Feng Cindy
School of Epidemiology and Public Health, Faculty of Medicine, University of Ottawa, Ottawa, Canada.
School of Public Health, University of Saskatchewan, Saskatoon, Canada.
J Appl Stat. 2020 Jul 25;49(1):1-23. doi: 10.1080/02664763.2020.1796943. eCollection 2022.

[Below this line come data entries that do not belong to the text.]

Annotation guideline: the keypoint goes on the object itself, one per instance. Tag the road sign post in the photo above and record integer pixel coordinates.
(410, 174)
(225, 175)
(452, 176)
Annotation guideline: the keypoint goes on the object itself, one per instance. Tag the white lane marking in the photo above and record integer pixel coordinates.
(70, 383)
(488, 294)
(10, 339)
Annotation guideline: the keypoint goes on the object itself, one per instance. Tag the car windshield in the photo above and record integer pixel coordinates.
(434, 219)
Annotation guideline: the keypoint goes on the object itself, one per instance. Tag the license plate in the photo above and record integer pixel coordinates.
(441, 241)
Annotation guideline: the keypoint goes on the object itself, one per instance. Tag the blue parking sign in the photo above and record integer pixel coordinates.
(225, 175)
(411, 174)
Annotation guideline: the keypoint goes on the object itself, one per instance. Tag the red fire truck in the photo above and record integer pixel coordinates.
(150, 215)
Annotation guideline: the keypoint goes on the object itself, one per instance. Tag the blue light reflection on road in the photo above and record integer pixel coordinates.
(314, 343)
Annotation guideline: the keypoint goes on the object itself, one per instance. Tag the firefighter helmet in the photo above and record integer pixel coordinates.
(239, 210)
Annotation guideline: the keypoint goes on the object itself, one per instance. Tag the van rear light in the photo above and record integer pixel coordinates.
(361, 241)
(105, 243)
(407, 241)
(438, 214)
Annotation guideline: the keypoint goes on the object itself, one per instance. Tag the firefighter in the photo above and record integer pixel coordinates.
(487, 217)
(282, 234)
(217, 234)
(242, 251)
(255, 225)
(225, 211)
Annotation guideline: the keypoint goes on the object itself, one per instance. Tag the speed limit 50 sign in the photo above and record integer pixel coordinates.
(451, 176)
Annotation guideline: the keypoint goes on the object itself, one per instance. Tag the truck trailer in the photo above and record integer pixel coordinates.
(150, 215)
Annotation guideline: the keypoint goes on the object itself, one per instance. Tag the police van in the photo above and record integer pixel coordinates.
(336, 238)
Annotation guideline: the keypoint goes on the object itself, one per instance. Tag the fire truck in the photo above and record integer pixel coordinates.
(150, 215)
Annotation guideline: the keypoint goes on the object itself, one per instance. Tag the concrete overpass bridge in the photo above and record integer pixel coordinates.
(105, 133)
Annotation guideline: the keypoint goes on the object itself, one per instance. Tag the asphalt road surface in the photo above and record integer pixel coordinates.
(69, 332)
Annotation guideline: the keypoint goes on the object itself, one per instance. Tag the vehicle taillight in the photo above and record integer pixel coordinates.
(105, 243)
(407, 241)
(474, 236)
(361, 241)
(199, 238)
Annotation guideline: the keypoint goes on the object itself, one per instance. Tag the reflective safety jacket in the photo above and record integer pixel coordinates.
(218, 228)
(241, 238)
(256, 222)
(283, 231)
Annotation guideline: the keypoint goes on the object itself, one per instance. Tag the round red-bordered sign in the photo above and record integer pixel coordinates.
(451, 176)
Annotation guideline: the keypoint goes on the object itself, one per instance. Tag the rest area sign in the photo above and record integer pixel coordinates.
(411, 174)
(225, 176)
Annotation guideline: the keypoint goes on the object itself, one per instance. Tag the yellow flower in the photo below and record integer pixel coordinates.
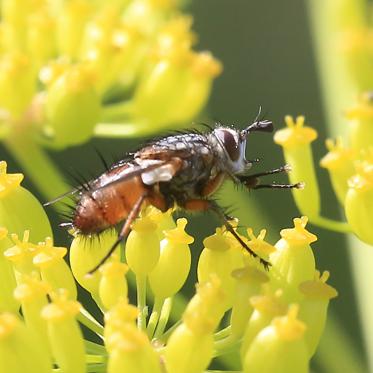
(296, 140)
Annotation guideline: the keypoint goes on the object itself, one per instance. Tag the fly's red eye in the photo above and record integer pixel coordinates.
(231, 145)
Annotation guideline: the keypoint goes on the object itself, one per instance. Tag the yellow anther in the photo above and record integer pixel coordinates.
(217, 241)
(289, 327)
(257, 244)
(295, 134)
(61, 307)
(8, 181)
(338, 154)
(318, 287)
(298, 235)
(178, 235)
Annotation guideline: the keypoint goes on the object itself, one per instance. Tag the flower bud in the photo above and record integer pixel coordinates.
(279, 347)
(32, 294)
(113, 284)
(206, 308)
(64, 333)
(265, 308)
(296, 140)
(293, 261)
(314, 308)
(173, 266)
(248, 283)
(85, 254)
(19, 209)
(359, 200)
(131, 352)
(8, 281)
(142, 246)
(72, 108)
(54, 270)
(187, 351)
(21, 255)
(16, 68)
(339, 162)
(221, 258)
(19, 350)
(361, 131)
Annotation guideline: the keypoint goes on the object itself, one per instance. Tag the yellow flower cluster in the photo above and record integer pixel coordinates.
(65, 66)
(275, 317)
(350, 168)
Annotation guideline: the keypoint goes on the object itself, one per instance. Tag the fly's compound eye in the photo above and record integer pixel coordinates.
(231, 145)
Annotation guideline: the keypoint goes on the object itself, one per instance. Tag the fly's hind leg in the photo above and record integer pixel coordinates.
(204, 205)
(253, 181)
(134, 213)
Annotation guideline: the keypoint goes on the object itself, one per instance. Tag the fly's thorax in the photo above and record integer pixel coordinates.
(230, 147)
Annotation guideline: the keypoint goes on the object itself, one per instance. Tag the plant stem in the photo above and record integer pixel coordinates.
(154, 317)
(141, 301)
(163, 319)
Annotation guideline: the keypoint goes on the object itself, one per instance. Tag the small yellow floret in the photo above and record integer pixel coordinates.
(337, 156)
(258, 245)
(178, 235)
(295, 134)
(363, 180)
(8, 181)
(31, 288)
(289, 327)
(8, 322)
(61, 307)
(298, 235)
(318, 288)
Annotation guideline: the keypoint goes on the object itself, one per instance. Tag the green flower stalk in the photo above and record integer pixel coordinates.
(359, 199)
(8, 281)
(64, 334)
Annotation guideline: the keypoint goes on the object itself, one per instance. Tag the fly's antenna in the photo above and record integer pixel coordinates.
(259, 125)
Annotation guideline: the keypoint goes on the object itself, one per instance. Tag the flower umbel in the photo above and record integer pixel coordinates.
(262, 306)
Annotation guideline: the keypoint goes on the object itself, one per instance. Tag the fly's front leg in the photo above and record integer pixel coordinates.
(204, 205)
(253, 181)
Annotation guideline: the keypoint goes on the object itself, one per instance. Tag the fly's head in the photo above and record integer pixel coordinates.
(232, 143)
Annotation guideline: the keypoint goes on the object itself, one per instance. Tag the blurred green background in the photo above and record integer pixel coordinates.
(268, 58)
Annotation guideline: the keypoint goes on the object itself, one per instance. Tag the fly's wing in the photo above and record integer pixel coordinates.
(151, 172)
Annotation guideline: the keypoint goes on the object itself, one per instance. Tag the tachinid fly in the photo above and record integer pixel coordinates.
(182, 170)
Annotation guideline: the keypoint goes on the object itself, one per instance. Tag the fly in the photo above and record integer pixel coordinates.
(184, 170)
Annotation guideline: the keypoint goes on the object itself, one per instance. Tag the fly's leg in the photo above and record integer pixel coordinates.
(204, 205)
(253, 181)
(134, 213)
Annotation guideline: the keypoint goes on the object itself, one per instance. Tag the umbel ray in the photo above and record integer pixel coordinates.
(182, 170)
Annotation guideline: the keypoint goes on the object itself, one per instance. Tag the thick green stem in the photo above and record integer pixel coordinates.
(39, 168)
(329, 20)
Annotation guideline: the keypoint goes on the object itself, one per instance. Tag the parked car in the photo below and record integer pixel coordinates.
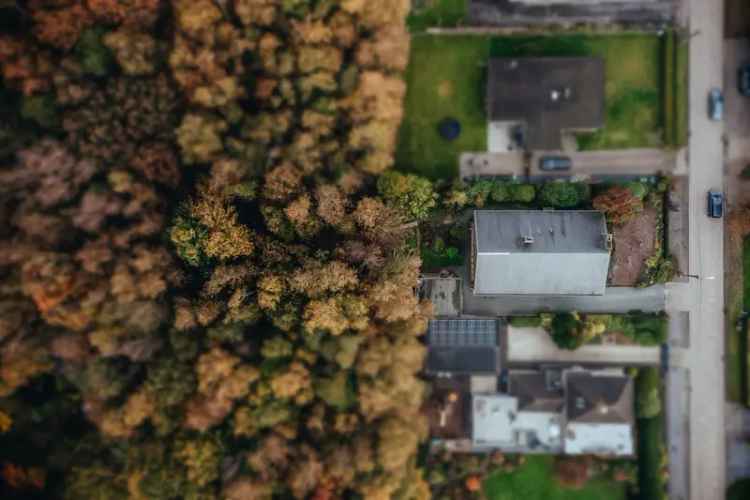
(555, 163)
(716, 105)
(715, 205)
(743, 80)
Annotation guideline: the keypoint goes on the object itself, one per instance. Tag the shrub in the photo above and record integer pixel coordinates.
(526, 321)
(619, 204)
(501, 192)
(479, 191)
(739, 490)
(564, 331)
(639, 189)
(560, 194)
(522, 193)
(648, 393)
(644, 329)
(411, 194)
(572, 472)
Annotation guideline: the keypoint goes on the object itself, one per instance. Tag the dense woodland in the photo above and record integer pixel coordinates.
(202, 293)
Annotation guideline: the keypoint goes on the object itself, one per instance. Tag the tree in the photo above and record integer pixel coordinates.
(522, 193)
(409, 193)
(564, 331)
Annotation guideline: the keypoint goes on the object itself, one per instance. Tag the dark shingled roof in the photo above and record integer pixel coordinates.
(536, 391)
(521, 89)
(463, 346)
(599, 399)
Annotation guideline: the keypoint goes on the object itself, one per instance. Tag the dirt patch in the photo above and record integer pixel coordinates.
(634, 242)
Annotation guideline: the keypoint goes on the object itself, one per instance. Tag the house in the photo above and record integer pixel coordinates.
(538, 252)
(546, 95)
(463, 347)
(571, 411)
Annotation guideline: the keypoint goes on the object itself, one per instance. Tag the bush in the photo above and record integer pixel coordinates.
(501, 192)
(526, 321)
(639, 189)
(644, 329)
(561, 194)
(648, 393)
(522, 193)
(740, 490)
(479, 191)
(564, 331)
(650, 329)
(411, 194)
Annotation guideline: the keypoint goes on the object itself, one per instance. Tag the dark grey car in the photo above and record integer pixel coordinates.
(555, 163)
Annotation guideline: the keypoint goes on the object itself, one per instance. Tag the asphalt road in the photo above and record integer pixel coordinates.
(534, 345)
(615, 300)
(628, 162)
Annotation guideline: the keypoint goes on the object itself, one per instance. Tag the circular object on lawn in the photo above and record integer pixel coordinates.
(449, 129)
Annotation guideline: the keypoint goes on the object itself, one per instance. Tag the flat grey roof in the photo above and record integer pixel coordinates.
(537, 252)
(563, 231)
(522, 89)
(463, 346)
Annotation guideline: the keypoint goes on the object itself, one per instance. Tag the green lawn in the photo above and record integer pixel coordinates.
(447, 75)
(738, 254)
(651, 437)
(446, 79)
(436, 13)
(535, 481)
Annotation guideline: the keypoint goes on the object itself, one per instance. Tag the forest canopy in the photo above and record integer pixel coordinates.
(205, 291)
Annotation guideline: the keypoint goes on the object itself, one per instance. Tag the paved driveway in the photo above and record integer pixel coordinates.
(533, 345)
(515, 12)
(618, 162)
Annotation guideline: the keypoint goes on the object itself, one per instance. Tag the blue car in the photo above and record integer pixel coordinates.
(716, 105)
(743, 80)
(715, 205)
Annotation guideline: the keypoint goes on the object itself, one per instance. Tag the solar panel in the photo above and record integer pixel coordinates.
(463, 332)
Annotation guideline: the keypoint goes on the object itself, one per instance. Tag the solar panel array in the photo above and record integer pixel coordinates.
(463, 332)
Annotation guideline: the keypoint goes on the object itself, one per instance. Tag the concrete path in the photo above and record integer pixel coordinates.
(533, 345)
(736, 53)
(615, 300)
(738, 432)
(706, 353)
(677, 412)
(641, 13)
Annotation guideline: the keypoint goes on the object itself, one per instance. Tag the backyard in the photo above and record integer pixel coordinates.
(534, 480)
(446, 78)
(435, 13)
(737, 301)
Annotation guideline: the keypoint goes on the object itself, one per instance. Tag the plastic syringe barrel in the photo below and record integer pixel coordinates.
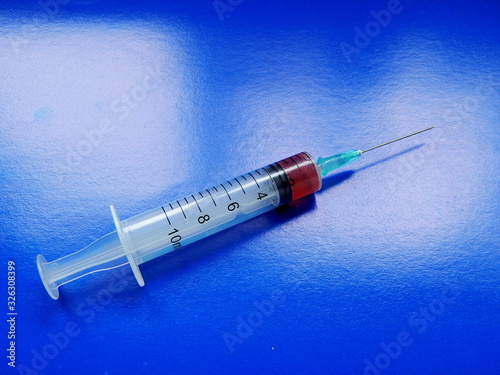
(189, 219)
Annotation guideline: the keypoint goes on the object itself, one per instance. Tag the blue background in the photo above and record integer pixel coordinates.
(140, 103)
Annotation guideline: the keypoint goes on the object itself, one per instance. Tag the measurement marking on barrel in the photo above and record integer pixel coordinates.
(182, 210)
(226, 191)
(165, 212)
(239, 183)
(175, 240)
(213, 200)
(255, 180)
(196, 202)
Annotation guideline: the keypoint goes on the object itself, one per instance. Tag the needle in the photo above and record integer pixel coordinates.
(397, 139)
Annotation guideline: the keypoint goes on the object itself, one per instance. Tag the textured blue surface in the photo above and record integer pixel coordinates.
(139, 103)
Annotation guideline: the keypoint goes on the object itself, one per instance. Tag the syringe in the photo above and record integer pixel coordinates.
(177, 224)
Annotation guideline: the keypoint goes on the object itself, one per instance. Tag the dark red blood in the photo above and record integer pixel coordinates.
(302, 174)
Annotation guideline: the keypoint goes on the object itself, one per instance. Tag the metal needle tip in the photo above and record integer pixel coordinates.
(397, 139)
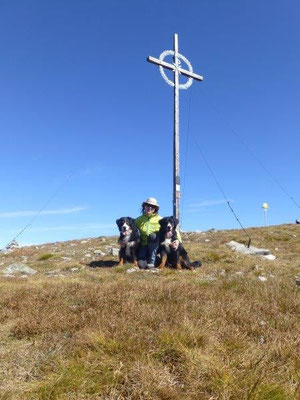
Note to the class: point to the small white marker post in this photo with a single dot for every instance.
(265, 207)
(176, 68)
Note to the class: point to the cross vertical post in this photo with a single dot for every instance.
(176, 171)
(176, 69)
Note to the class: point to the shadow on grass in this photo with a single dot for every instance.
(103, 264)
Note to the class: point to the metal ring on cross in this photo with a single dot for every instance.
(181, 57)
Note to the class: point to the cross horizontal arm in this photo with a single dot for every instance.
(156, 61)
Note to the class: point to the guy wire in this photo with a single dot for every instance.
(222, 191)
(242, 140)
(186, 155)
(42, 208)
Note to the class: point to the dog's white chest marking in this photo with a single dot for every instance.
(166, 243)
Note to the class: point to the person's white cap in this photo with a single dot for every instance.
(152, 201)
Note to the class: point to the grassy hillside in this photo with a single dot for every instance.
(82, 328)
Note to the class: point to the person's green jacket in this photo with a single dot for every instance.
(148, 225)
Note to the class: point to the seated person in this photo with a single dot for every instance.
(148, 225)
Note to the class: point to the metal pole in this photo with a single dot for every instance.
(176, 178)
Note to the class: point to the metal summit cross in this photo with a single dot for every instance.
(176, 68)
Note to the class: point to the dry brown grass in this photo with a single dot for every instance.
(100, 333)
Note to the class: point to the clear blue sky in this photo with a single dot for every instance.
(77, 97)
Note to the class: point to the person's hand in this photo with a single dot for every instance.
(175, 244)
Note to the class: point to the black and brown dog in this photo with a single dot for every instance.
(176, 258)
(129, 240)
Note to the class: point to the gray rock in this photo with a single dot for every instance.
(241, 248)
(270, 257)
(99, 252)
(12, 245)
(18, 268)
(114, 252)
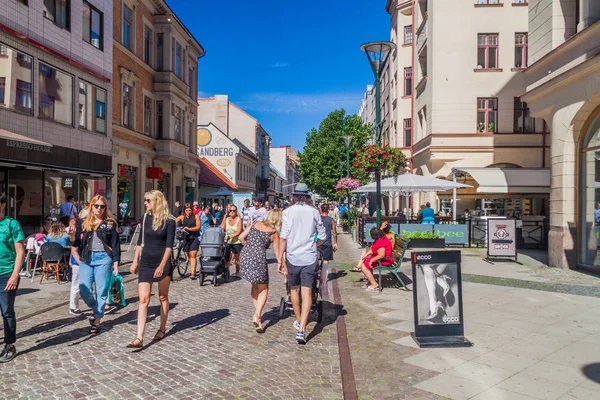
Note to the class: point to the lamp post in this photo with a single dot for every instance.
(378, 54)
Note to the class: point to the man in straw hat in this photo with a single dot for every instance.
(300, 224)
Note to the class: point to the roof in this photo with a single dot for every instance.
(244, 149)
(211, 176)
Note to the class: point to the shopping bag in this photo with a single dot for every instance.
(116, 290)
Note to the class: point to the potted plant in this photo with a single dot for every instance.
(425, 240)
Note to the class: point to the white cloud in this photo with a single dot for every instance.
(300, 103)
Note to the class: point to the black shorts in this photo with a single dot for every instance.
(191, 244)
(304, 276)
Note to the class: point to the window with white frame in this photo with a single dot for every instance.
(487, 51)
(56, 95)
(521, 49)
(59, 12)
(128, 106)
(92, 25)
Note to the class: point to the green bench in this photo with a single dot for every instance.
(400, 246)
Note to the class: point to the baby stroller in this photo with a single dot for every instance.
(212, 259)
(285, 306)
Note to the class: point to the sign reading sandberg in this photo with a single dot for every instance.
(502, 238)
(437, 299)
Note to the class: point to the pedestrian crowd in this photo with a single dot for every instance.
(297, 232)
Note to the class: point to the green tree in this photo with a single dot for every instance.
(324, 149)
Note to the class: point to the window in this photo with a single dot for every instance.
(407, 128)
(523, 121)
(2, 87)
(487, 115)
(100, 95)
(178, 60)
(92, 25)
(128, 106)
(147, 115)
(177, 120)
(521, 50)
(58, 11)
(147, 45)
(407, 81)
(487, 51)
(408, 34)
(56, 95)
(159, 120)
(127, 27)
(159, 51)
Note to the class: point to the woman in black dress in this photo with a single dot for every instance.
(191, 225)
(152, 262)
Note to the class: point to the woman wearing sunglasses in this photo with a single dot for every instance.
(96, 248)
(191, 225)
(152, 262)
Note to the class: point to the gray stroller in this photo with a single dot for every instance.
(212, 259)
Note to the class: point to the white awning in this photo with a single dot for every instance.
(510, 180)
(15, 137)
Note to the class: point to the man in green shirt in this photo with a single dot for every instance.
(12, 255)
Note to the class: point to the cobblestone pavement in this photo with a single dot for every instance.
(211, 351)
(379, 369)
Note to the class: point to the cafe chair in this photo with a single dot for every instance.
(53, 261)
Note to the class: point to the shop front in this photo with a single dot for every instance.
(38, 177)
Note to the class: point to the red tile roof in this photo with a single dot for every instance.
(211, 176)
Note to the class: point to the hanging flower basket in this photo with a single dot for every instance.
(380, 158)
(345, 186)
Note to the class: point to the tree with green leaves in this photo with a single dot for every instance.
(324, 149)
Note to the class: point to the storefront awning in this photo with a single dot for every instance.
(510, 180)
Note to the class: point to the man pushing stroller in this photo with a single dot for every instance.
(300, 223)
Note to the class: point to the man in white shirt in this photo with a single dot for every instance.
(300, 224)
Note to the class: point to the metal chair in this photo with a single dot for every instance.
(53, 261)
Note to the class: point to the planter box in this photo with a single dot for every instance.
(427, 243)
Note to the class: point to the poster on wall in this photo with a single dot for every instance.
(238, 199)
(437, 299)
(502, 238)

Zero-inflated count data are frequently encountered in public health and epidemiology research. Two-parts model is often used to model the excessive zeros, which are a mixture of two components: a point mass at zero and a count distribution, such as a Poisson distribution. When the rate of events per unit exposure is of interest, offset is commonly used to account for the varying extent of exposure, which is essentially a predictor whose regression coefficient is fixed at one. Such an assumption of exposure effect is, however, quite restrictive for many practical problems. Further, for zero-inflated models, offset is often only included in the count component of the model. However, the probability of excessive zero component could also be affected by the amount of 'exposure'. We, therefore, proposed incorporating the varying exposure as a covariate rather than an offset term in both the probability of excessive zeros and conditional counts components of the zero-inflated model. A real example is used to illustrate the usage of the proposed methods, and simulation studies are conducted to assess the performance of the proposed methods for a broad variety of situations.
零膨胀计数数据在公共卫生和流行病学研究中经常遇到。两部分模型通常用于对过多的零值进行建模,这些零值是两个成分的混合:零处的点质量和计数分布,如泊松分布。当关注单位暴露的事件发生率时,通常使用偏移量来考虑暴露程度的变化,偏移量本质上是一个预测变量,其回归系数固定为1。然而,这种暴露效应的假设在许多实际问题中具有很大的局限性。此外,对于零膨胀模型,偏移量通常只包含在模型的计数成分中。然而,过多零成分的概率也可能受到“暴露”量的影响。因此,我们建议在零膨胀模型的过多零概率和条件计数成分中,将变化的暴露作为一个协变量而不是偏移项纳入。通过一个实际例子来说明所提出方法的用法,并进行模拟研究以评估所提出方法在各种情况下的性能。